John (name changed) is a twelve-year-old with Autism. When we were certain after few sessions that we could not do direct therapy and it was not possible for the mother to capture videos every single time, we used the Hybrid method. So, there was PII when he was cooperative followed by specific feedback ( coaching method). Sometimes, when he refused to sit down, his mother put across her concerns and we discussed how to work towards addressing them (consultative method.)
It’s a Team Effort
We also had Jack (name changed), an 11-year-old with Autism. He had severe sensory and behavioural issues that could be due to the pandemic and routine change, and change in medication. Through consultative method, we realized he was not responding to parental modelling (got irritated and indulged in injuring self/others). We have referred him back to consult his doctor and sensory therapist to initiate rehabilitation. We are hopeful of restarting his communication therapy soon with inputs from his doctor and sensory therapist.
Online therapy is for all. Each communicator has unique needs and abilities and we choose a service delivery model that caters to their specific needs. We have found that with consistent, persistent and committed work from the team, success in communication intervention is just ahead!!
Speech – Language – Swallowing Therapist
I have 16 years of learning experience that comes from working in NHS(UK), special schools, hospitals and private practice. I am passionate about working on improving Speech, Language and Swallowing skills in children and adults. I also strive to facilitate early communication in children with complex communication needs, thereby improving parent-child bonding.

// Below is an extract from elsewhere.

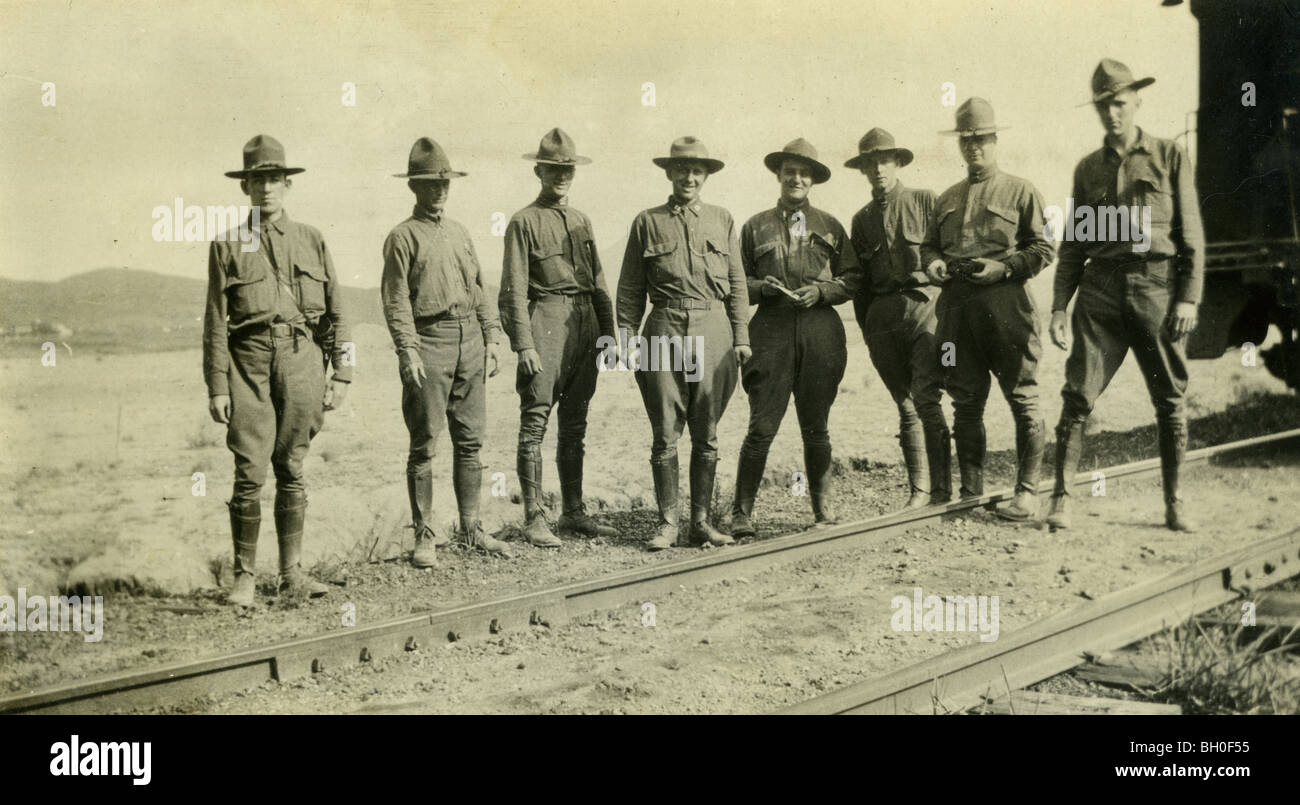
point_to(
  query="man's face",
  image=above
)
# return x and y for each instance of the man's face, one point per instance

Need to teach to upgrade themselves, in this fast moving world added with unpredicted pandemics, becomes very important for us to survive and make them survive.
Sharing my own experience here.
Pranav , who has already learnt basic communication in avaz, and had a break to health issues, has now started using avaz in his zoom classes. He has his pt class in evening along with some other classmates in school who also use avaz .
Now we are encouraging both of them to greet his pt teacher in avaz ( first with adults, then move on to greeting each other, which is yet to happen) . The teacher s photo is customized in avaz and both are thrilled and wait to greet her.
We have two devices, one for class , another for avaz. One frequent problem we encounter is the sound from this device is not that much audible to others in other end. We manage by taking avaz devjce very close to the zoom device and minimizing other sound disturbance. We plan to use avaz for requesting water , toilet breaks once they have mastered this .
Please add on your comments and suggestions to this
Thanks for sharing your thoughts, Priya. Glad to hear how Pranav is getting to use Avaz with his peers over zoom sessions.
Please try connecting Avaz to portable speakers to manage the audio issue. Keep sharing your ideas with us.